Applying a Cartesian method to moving boundaries

The paper describes the development of a Cartesian method able of simulating compressible and viscous flows around moving/deforming objects as well as fluid-structure interactions (FSI). Besides, the research addresses the issues related to the partitioned coupling of aerodynamic and structural tools and suggests the use of proper drivers based on open-source libraries.The flow solver is based on dynamic immersed boundaries (IB) which take into account the motion of Lagrangian bodies through an inertial Cartesian mesh. This means having cells without volume changes and/or roto-translations. In particular, the major difficulties arise from the correct evaluation of flow quantities at cells emerging from the solid areas. Indeed, no flow-state is associated with cells inside the body. As a consequence, a 'field-extension' procedure is applied to estimate the flow state vector where needed. The use of fluid and wall values makes the procedure consistent. A proper IB model accounts for the body motion into a stationary mesh that are dynamically adapted to the flow.

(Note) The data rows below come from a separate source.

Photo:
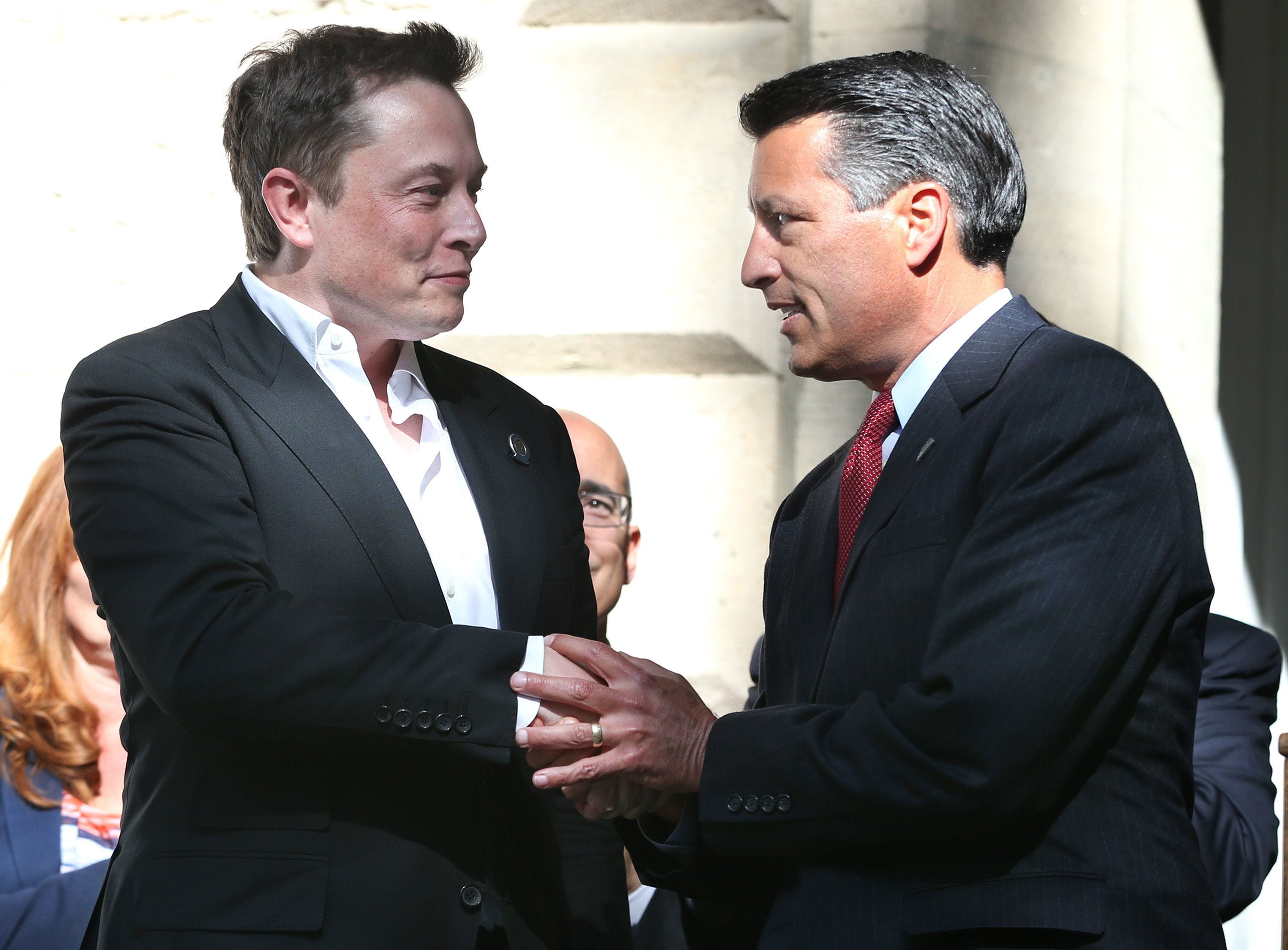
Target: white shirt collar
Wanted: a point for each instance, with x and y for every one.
(317, 338)
(916, 380)
(303, 328)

Both rigid and deforming motions are allowed by means of proper BCs based on the local wall-velocities.The paper discusses the accuracy and stability constraints of the method when applied to well-known benchmarks available in literature. In particular, the ability to analyze rigid body-motions is assessed by simulating the viscous flows around an oscillating circular cylinder and a moving sphere. Both cases focus on the laminar regime which represents an effective starting-point for validating the dynamic IB-method.Part of the research activities is devoted to developing an interface for coupling the present method with a structural solver in the framework of a partitioned process. A shared platform is set-up for driving the solution sequence and analyzing the accuracy of the results. A literature case is discussed which consists of a flexible cantilever mounted in the laminar wake of a rigid square cylinder.The final aim is to make affordable the study of complex flows whose characteristics strongly depend on the structural dynamics of immersed objects. In particular, the use of an IB method based on a fast and automatic meshing process is expected to simplify and speed-up the simulation of fluid-structure interaction (FSI) problems.